My friend told me some days ago that she thinks her tutor hates her because she critizised her for bringing her own paper to the exam (which is not allowed). Another friend confessed that she feels unwelcomed with my extended family though I know as a fact that all my uncles etc. like her and treat her like she was my sister. Another friend constantly notices that people are gossiping about our clothes or hair or voices or whatever though I would have never come to that conclusion.
Maybe I'm naive but what if my friend's tutor simply had a stressy day, my extended family just has different ways of showing that they like someone (because they're Indian) and those people on the street didn't even notice us. I believe that most people are too occupied with their own life and their own problems to give a shit about other people. We're not in High School anymore.
And even if people are gossiping about us. So what? Those persons don't mean anything to me or the life I am working towards. Let them talk.

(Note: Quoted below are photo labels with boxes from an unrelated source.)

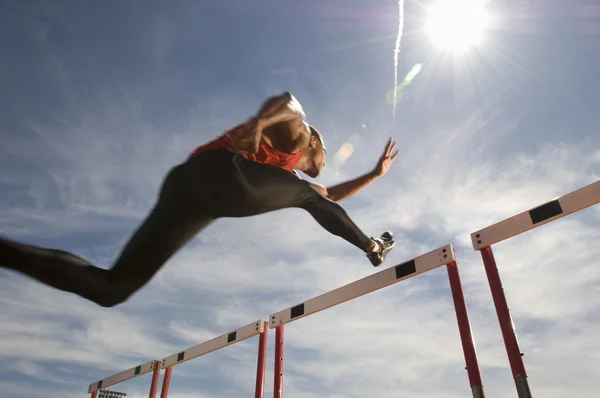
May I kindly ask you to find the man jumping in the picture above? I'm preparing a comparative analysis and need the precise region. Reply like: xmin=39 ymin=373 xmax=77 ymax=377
xmin=0 ymin=92 xmax=398 ymax=307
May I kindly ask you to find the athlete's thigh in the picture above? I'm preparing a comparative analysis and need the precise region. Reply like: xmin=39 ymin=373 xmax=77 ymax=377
xmin=226 ymin=160 xmax=318 ymax=214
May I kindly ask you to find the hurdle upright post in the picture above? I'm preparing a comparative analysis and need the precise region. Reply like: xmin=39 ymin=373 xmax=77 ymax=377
xmin=480 ymin=246 xmax=531 ymax=398
xmin=254 ymin=327 xmax=269 ymax=398
xmin=148 ymin=361 xmax=161 ymax=398
xmin=273 ymin=325 xmax=284 ymax=398
xmin=160 ymin=366 xmax=173 ymax=398
xmin=471 ymin=180 xmax=600 ymax=398
xmin=446 ymin=261 xmax=485 ymax=398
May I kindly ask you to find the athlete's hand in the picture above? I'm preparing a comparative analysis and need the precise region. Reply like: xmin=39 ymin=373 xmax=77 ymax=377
xmin=373 ymin=138 xmax=400 ymax=177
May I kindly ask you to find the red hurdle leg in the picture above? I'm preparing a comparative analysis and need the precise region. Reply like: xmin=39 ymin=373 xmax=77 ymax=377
xmin=481 ymin=246 xmax=531 ymax=398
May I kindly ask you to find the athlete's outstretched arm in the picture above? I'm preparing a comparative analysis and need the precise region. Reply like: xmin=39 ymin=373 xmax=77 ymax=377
xmin=310 ymin=138 xmax=398 ymax=202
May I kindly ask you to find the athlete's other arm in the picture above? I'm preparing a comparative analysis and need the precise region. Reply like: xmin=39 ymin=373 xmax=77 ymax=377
xmin=309 ymin=138 xmax=399 ymax=202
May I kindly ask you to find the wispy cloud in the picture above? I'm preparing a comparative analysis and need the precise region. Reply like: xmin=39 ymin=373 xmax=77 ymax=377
xmin=0 ymin=2 xmax=600 ymax=398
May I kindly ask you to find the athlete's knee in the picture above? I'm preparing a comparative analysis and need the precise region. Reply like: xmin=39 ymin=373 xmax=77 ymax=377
xmin=94 ymin=289 xmax=134 ymax=308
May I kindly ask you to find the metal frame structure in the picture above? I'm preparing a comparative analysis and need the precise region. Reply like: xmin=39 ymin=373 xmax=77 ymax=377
xmin=269 ymin=244 xmax=484 ymax=398
xmin=88 ymin=320 xmax=269 ymax=398
xmin=471 ymin=181 xmax=600 ymax=398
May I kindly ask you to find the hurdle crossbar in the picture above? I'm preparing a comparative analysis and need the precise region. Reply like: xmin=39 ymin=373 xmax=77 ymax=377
xmin=471 ymin=181 xmax=600 ymax=250
xmin=88 ymin=360 xmax=160 ymax=394
xmin=269 ymin=245 xmax=456 ymax=329
xmin=471 ymin=181 xmax=600 ymax=398
xmin=162 ymin=320 xmax=265 ymax=368
xmin=160 ymin=319 xmax=269 ymax=398
xmin=269 ymin=244 xmax=484 ymax=398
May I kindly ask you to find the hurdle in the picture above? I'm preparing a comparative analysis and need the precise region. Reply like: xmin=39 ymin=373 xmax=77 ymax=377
xmin=269 ymin=244 xmax=485 ymax=398
xmin=162 ymin=319 xmax=269 ymax=398
xmin=88 ymin=359 xmax=161 ymax=398
xmin=88 ymin=319 xmax=269 ymax=398
xmin=471 ymin=180 xmax=600 ymax=398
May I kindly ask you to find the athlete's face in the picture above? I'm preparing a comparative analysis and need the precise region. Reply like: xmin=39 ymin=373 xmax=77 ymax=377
xmin=311 ymin=136 xmax=327 ymax=177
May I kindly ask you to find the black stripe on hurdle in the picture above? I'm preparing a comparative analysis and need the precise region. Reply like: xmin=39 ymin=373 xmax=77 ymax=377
xmin=396 ymin=260 xmax=417 ymax=279
xmin=227 ymin=331 xmax=237 ymax=343
xmin=529 ymin=200 xmax=563 ymax=225
xmin=290 ymin=303 xmax=304 ymax=319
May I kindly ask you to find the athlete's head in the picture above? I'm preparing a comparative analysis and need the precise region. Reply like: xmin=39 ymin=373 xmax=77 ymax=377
xmin=303 ymin=124 xmax=327 ymax=178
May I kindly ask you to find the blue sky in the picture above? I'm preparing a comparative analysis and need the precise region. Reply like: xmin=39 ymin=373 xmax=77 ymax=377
xmin=0 ymin=0 xmax=600 ymax=398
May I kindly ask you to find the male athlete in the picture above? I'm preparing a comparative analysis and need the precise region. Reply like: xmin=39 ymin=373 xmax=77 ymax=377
xmin=0 ymin=92 xmax=398 ymax=307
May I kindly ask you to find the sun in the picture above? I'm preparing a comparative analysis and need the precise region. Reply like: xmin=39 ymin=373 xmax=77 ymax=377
xmin=425 ymin=0 xmax=490 ymax=53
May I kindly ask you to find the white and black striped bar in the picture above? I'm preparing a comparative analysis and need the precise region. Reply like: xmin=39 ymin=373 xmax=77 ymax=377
xmin=269 ymin=244 xmax=456 ymax=329
xmin=88 ymin=360 xmax=160 ymax=394
xmin=471 ymin=181 xmax=600 ymax=250
xmin=162 ymin=320 xmax=265 ymax=368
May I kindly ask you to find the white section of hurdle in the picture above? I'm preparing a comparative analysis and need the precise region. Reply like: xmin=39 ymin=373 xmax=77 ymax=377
xmin=88 ymin=360 xmax=160 ymax=393
xmin=162 ymin=319 xmax=265 ymax=368
xmin=269 ymin=244 xmax=456 ymax=329
xmin=471 ymin=181 xmax=600 ymax=250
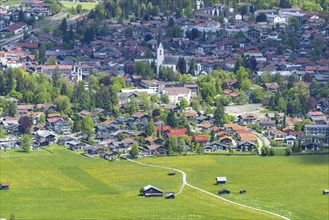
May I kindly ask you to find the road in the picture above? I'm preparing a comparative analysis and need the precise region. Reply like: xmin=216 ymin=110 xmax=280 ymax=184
xmin=127 ymin=159 xmax=290 ymax=220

A thing I recently realized is that people who talk shit about others or are mean to others always have their own problems which are bothering them and making other people's days miserable is easier than taking care of their own problems. I'm not justifying bullying, not at all. But I think as an adult it's time to realize that every single person out there is struggling just as much as we are. They're just as lost as we are, In the end we're all just trying to make it, to find something we're passionate about, to fall in love, to find happyness, to live a fullfilled life. Everyone has problems, even, or espeacially, those who may or may not be gossiping about you.
This sentence changed my entire worldview. If you keep in mind that people aren't against you but for themselves, then it's easier to realize that the person treating you wrong is just trying to find out how to get himself closer to his goals. Everyone is fighting their own battles. And everyone is fighting for themselves. It's kind of sad how much today's society is focused on individual gain. But I think that this is how it has become. And you can either join them and fight for your own goals without ever looking at what other people may need or you can go against the majority and be kind to others and help others and see yourself less as an individual and more as a part of a group. It's your choice and I would never judge you for which way you decide to go.
Still I think it's not too much to ask for, to be kind. You never know what the other person may go through.